You don’t need anyone to tell you that this is indeed a fatal vulnerability. :slight_smile: Imagine if a malware the likes of Conficker showed up and targeted every PC that’s “protected” by CIS and/or any other brand of IS whose product also has this weakness. Factor in that most windows users are always logged in with admin privileges and their novice selves likely allow everything if a HIPS is present…

It would spell doomsday for Comodo and/or the other vendor(s). Trust, reputation and (consequently) income would do like a sky-diver who forgot his parachute…

Or imagine that you allow some “safe/trusted system-looking” program to run… Defense+ alerts you, yes, but the alert doesn’t tell you that the program is targeting CIS’ (or non-CIS critical) components. Whatever’s done is done in the background and you go about your merry way… come back… turn off the PC and catch a sleep.

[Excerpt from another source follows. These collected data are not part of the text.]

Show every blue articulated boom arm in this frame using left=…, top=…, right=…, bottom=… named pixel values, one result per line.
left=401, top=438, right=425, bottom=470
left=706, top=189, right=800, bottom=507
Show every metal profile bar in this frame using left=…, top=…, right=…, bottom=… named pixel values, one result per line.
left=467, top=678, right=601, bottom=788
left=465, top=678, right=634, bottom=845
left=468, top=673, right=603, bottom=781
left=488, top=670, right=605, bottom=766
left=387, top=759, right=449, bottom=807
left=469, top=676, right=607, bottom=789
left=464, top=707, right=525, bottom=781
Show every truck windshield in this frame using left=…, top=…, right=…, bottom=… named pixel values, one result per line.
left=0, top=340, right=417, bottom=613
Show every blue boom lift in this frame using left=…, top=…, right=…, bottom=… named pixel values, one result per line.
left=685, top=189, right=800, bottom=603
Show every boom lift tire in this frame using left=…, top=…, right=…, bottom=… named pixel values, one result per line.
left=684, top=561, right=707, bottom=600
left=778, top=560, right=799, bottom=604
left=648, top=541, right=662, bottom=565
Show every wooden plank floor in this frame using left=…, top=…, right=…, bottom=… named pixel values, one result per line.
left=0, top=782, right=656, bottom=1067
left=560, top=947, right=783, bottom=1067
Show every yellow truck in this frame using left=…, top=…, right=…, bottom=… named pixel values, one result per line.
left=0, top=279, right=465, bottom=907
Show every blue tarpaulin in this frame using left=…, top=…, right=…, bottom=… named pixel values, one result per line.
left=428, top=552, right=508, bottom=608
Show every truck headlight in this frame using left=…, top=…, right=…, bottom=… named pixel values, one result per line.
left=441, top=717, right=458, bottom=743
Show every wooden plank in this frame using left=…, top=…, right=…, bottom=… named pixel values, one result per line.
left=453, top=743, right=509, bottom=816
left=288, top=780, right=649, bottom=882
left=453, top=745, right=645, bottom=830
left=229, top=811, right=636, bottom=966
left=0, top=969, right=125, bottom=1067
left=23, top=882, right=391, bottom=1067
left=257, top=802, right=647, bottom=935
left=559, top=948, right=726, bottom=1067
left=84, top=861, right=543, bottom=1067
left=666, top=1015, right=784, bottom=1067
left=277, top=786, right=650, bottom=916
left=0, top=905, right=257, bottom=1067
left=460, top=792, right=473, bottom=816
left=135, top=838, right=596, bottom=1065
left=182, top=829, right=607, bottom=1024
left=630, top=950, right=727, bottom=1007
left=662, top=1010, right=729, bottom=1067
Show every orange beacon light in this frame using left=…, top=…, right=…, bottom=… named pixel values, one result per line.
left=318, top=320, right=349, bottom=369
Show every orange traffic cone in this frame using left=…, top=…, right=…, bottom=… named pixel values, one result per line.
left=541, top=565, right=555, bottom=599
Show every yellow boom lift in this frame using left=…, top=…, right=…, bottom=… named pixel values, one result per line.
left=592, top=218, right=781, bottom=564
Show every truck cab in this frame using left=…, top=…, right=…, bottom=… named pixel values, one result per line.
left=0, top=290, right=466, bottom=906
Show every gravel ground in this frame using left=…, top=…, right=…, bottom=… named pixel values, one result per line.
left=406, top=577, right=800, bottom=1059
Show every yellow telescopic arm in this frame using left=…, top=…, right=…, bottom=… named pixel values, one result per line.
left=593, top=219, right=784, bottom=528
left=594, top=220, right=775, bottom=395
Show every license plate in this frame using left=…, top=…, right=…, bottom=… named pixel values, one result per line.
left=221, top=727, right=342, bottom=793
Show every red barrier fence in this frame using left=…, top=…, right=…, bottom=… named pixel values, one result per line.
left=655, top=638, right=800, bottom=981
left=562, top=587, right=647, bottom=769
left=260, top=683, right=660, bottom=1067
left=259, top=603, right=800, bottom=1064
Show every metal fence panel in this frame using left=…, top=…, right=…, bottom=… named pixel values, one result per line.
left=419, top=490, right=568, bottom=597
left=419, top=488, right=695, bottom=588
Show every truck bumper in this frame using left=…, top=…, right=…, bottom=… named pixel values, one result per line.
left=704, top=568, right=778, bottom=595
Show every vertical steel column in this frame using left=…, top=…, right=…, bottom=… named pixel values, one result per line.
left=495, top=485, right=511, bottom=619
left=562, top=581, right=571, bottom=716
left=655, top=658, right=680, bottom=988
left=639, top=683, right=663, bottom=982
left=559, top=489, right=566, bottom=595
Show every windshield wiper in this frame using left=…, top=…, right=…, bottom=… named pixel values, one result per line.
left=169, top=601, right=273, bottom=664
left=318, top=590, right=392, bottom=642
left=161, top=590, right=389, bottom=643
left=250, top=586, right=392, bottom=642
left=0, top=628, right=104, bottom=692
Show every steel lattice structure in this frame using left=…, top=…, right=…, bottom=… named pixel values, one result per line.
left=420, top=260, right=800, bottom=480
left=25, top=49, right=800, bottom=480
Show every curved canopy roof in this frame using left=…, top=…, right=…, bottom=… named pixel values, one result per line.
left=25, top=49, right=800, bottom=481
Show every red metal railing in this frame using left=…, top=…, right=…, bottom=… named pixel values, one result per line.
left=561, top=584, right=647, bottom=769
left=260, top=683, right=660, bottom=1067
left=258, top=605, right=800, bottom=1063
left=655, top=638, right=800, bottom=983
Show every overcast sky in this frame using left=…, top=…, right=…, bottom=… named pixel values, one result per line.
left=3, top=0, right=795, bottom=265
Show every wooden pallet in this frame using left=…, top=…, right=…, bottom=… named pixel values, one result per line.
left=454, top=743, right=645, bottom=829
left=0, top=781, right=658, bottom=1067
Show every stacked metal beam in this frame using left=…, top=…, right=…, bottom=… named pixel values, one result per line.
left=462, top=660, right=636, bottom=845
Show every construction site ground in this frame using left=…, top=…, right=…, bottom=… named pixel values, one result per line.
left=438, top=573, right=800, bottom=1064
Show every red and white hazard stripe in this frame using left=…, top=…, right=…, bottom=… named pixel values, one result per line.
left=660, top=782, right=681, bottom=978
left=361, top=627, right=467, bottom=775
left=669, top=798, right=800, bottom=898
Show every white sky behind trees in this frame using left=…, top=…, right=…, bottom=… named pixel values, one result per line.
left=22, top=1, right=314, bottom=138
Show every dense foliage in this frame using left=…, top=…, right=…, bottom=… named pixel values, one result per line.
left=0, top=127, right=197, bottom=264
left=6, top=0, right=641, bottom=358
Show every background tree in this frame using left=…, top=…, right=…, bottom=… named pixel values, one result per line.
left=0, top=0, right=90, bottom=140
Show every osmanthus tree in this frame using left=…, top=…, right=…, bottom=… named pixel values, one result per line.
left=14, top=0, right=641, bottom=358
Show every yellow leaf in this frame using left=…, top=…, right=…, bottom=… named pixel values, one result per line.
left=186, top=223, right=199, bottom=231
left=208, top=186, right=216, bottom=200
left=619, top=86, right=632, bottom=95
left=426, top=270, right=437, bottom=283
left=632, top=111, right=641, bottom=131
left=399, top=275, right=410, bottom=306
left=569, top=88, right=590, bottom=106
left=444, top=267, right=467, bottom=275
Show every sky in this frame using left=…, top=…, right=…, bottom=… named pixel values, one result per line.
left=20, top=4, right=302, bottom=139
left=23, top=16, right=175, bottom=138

Then the next morning you turn on your PC and realize either immediately… or too late (after, let’s say, the program’s trojan horse strikes/has struck) that CIS. No. Longer. Works. Then what? :slight_smile:

Not sure about this, but I guess CIS V4 will let this malware run in sandbox which will result in no harm.

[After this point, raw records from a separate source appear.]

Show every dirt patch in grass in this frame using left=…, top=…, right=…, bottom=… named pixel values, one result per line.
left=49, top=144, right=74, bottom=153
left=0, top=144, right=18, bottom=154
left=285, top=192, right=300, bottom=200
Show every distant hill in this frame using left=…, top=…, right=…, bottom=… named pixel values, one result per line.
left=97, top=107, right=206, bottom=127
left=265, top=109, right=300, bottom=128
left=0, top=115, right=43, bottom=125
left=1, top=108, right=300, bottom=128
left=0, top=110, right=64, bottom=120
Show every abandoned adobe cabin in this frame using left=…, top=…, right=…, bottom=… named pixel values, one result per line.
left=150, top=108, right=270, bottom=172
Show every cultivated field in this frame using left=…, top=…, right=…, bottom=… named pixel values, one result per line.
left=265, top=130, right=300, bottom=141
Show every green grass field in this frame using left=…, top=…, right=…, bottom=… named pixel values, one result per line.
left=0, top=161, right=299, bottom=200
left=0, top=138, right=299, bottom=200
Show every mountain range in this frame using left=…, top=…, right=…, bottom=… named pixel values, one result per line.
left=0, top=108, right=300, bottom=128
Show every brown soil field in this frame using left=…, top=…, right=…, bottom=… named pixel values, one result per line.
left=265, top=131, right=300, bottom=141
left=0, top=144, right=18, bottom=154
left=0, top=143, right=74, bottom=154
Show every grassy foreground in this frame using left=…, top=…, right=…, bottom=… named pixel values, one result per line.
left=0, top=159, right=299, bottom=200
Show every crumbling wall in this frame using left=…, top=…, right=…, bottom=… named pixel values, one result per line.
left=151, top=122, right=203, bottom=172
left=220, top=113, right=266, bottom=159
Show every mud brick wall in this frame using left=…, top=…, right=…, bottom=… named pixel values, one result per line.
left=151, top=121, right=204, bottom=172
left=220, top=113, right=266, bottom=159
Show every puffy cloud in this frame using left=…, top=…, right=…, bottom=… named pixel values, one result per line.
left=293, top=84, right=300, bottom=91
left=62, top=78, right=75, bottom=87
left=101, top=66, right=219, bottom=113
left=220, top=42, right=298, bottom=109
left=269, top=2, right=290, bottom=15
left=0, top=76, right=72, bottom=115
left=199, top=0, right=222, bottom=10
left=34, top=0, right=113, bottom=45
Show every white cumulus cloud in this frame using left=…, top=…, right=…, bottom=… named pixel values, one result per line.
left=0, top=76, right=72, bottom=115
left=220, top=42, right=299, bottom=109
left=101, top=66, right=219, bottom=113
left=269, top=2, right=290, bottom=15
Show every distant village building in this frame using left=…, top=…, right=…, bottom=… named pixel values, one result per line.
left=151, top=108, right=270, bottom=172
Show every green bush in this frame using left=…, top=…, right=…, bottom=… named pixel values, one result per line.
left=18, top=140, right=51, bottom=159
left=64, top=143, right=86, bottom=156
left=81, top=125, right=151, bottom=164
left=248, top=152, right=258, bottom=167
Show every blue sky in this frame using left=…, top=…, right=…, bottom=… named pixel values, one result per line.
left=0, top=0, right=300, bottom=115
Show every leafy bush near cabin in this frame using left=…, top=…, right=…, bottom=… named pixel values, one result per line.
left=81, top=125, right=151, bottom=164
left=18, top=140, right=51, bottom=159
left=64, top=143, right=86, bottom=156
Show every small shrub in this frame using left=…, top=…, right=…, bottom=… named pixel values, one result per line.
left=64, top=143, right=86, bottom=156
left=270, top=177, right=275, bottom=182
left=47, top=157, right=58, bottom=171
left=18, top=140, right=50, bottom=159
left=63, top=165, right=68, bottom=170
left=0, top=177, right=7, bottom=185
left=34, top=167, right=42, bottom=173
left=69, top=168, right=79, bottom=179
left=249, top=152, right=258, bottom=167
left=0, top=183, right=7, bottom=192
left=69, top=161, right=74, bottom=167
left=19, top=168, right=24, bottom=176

The process deletion is performed before defense+\comodo has started. I don’t see how v4 will change anything.

According to eXPerience it seems all the program’s actions would be sandboxed to begin with, which results in no harm… now there’s a little concern of the novice user being able (or not) to prior mark programs as trusted too easily.

I don’t see a reboot mentioned between step 3 and 4. Though step 1 mention a driver load alert which does not appear to be involved in the reboot deletion either.

No explanation was provided about how the whole OA test was conveniently carried either though it looks like it was mentioned something else than a driver was blocked.

What anybody is supposed to see?

Hi and yes, I meant that it was sandboxed from the first second.


Good point. I guess the restrictions the sandbox apply’s would not let a driver load. “Duh, Kyle?”

Would be interested in a response from staff about unlocker able to delete cmdagent after reboot.